Authored by sstwcw on Jun 29 2023, 8:35 AM.

Details

Summary

Now strings that are too long for one line in C#, Java, JavaScript, and
Verilog get broken into several lines. C# and JavaScript interpolated
strings are not broken.

A new subclass BreakableStringLiteralUsingOperators is used to handle
the logic for adding plus signs and commas. The updateAfterBroken
method was added because now parentheses or braces may be required after
the parentheses or commas are added. In order to decide whether the
added plus sign should be unindented in the BreakableToken object, the
logic for it is taken out into a separate function
shouldUnindentNextOperator.

The logic for finding the continuation indentation when the option
AlignAfterOpenBracket is set to DontAlign is not implemented yet. So in
that case the new line may have the wrong indentation, and the parts may
have the wrong length if the string needs to be broken more than once
because finding where to break the string depends on where the string
starts.

The preambles for the C# and Java unit tests are changed to the newer
style in order to allow the 3-argument verifyFormat macro. Some cases
are changed from verifyFormat to verifyImcompleteFormat because those
use incomplete code and the new verifyFormat function checks that the
code is complete.

Diff Detail

Event Timeline

sstwcw created this revision.Jun 29 2023, 8:35 AM
Herald added projects: Restricted Project, Restricted Project, Restricted Project. · View Herald TranscriptJun 29 2023, 8:35 AM
sstwcw requested review of this revision.Jun 29 2023, 8:35 AM
sstwcw retitled this revision from [clang-format] Break strings in Verilog to [clang-format] Break long strings in Verilog.Jun 30 2023, 9:07 PM

I'd really prefer you put what you need to modify mutable instead of removing the const from everything else. But that's just my opinion.

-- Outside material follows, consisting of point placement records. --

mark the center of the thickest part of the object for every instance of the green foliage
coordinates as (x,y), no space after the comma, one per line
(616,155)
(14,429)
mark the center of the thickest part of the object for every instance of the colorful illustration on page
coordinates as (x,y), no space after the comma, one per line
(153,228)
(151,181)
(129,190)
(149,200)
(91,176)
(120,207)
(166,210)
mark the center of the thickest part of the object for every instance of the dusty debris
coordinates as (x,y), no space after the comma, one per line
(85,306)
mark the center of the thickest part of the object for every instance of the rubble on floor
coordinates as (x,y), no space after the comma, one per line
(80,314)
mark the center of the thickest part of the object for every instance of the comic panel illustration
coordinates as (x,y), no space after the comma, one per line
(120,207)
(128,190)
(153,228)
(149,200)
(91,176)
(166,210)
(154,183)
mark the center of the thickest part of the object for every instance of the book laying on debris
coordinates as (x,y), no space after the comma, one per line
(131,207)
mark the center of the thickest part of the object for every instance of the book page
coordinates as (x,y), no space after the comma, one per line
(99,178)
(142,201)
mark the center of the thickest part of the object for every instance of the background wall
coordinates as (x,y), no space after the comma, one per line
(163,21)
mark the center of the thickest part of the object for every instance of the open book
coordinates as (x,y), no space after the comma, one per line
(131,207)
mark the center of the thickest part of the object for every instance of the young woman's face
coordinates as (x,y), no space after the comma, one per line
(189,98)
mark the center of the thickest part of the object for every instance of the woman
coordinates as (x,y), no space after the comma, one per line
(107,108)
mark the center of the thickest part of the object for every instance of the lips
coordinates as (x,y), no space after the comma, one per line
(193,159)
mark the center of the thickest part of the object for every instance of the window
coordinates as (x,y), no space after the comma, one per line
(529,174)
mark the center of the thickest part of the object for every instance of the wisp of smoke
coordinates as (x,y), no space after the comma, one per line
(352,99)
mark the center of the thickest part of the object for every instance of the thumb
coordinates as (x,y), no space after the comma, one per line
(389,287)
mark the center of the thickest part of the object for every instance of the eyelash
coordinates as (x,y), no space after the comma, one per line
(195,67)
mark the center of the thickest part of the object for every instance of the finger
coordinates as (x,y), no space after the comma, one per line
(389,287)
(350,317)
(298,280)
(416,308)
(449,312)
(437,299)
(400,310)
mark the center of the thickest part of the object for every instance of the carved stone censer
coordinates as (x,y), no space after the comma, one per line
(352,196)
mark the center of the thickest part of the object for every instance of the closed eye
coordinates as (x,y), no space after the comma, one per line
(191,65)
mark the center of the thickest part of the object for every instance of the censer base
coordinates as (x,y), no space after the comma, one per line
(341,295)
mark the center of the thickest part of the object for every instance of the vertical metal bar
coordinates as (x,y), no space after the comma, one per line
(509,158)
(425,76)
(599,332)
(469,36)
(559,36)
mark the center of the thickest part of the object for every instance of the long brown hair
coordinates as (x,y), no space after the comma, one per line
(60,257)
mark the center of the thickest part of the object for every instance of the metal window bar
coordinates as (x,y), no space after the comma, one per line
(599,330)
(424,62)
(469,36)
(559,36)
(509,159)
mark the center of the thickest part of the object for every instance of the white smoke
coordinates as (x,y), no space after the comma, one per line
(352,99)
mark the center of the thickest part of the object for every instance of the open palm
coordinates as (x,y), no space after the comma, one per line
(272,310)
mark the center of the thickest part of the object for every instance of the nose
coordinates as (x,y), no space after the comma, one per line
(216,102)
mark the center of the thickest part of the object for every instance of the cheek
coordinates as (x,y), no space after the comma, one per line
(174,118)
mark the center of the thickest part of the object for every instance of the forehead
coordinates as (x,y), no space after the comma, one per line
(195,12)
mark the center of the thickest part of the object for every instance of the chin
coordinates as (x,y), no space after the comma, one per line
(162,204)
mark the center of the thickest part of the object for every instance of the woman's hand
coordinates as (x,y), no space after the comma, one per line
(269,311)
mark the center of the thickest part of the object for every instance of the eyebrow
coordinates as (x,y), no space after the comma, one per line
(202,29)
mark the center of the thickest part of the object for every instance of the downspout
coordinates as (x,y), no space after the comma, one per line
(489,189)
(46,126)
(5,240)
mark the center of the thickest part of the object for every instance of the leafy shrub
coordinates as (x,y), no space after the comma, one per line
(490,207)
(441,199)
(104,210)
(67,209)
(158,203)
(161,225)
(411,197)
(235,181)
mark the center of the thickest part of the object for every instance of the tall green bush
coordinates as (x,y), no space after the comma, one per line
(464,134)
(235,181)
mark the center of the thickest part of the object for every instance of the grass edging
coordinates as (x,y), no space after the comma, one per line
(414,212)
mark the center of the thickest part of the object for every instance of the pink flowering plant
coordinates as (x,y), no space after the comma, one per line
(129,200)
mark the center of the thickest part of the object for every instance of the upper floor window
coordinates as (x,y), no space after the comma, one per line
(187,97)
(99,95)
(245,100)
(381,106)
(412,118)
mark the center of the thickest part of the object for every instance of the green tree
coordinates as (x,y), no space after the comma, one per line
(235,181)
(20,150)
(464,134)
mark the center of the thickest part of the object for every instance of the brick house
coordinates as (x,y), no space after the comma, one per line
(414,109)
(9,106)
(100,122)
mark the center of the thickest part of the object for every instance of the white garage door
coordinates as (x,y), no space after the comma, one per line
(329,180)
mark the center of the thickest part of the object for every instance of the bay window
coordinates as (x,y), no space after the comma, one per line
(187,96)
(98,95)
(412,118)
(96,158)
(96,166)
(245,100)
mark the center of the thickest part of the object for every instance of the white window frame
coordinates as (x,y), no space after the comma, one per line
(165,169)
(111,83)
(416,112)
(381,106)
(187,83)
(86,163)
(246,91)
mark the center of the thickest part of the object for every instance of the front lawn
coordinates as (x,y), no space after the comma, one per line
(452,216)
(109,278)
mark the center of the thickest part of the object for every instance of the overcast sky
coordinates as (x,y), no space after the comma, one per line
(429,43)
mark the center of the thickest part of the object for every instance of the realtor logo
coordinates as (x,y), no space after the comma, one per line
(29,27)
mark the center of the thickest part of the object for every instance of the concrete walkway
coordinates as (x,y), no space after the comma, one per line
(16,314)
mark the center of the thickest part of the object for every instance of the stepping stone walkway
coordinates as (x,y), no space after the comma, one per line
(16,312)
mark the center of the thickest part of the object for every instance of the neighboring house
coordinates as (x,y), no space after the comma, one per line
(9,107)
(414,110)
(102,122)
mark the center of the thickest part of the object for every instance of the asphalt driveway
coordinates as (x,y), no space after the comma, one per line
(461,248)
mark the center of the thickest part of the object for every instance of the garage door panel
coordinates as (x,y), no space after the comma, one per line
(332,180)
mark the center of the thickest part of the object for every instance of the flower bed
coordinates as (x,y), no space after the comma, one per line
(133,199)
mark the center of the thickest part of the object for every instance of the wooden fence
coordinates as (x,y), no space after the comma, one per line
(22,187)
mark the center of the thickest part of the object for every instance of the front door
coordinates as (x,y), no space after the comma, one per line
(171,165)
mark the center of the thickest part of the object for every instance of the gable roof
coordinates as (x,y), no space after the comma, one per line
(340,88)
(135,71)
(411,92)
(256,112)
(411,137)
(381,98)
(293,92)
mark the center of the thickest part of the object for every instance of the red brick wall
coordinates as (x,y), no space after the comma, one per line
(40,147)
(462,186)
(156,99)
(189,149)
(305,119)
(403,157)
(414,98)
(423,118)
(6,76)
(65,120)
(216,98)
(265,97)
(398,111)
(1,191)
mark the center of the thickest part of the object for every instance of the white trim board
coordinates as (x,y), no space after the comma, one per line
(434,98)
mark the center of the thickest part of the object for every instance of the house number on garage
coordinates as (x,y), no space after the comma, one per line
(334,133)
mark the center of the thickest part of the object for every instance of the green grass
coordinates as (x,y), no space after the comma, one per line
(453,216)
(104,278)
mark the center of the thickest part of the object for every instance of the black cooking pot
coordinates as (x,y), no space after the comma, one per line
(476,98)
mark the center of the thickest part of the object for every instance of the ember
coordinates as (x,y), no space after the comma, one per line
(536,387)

clang/include/clang/Format/Format.h
2012

It definitely works in C++, and I'd suspect C# and Java too.

clang/lib/Format/BreakableToken.h
313
sstwcw updated this revision to Diff 536555.Jul 1 2023, 3:28 PM
  • Address comments
sstwcw marked 2 inline comments as done.Jul 1 2023, 3:29 PM

I'd really prefer you put what you need to modify mutable instead of removing the const from everything else. But that's just my opinion.

Why should the insertBreak method be const?

sstwcw added inline comments.Jul 1 2023, 3:32 PM
clang/include/clang/Format/Format.h
2021–2033

It looks like they made a mistake in this example. The second line gets indented by a continuation indentation both before and after this patch.

I'd really prefer you put what you need to modify mutable instead of removing the const from everything else. But that's just my opinion.

Why should the insertBreak method be const?

Because it shouldn't and up until now doesn't modify the BreakableToken the modifying changes happen in the WhitespaceManager.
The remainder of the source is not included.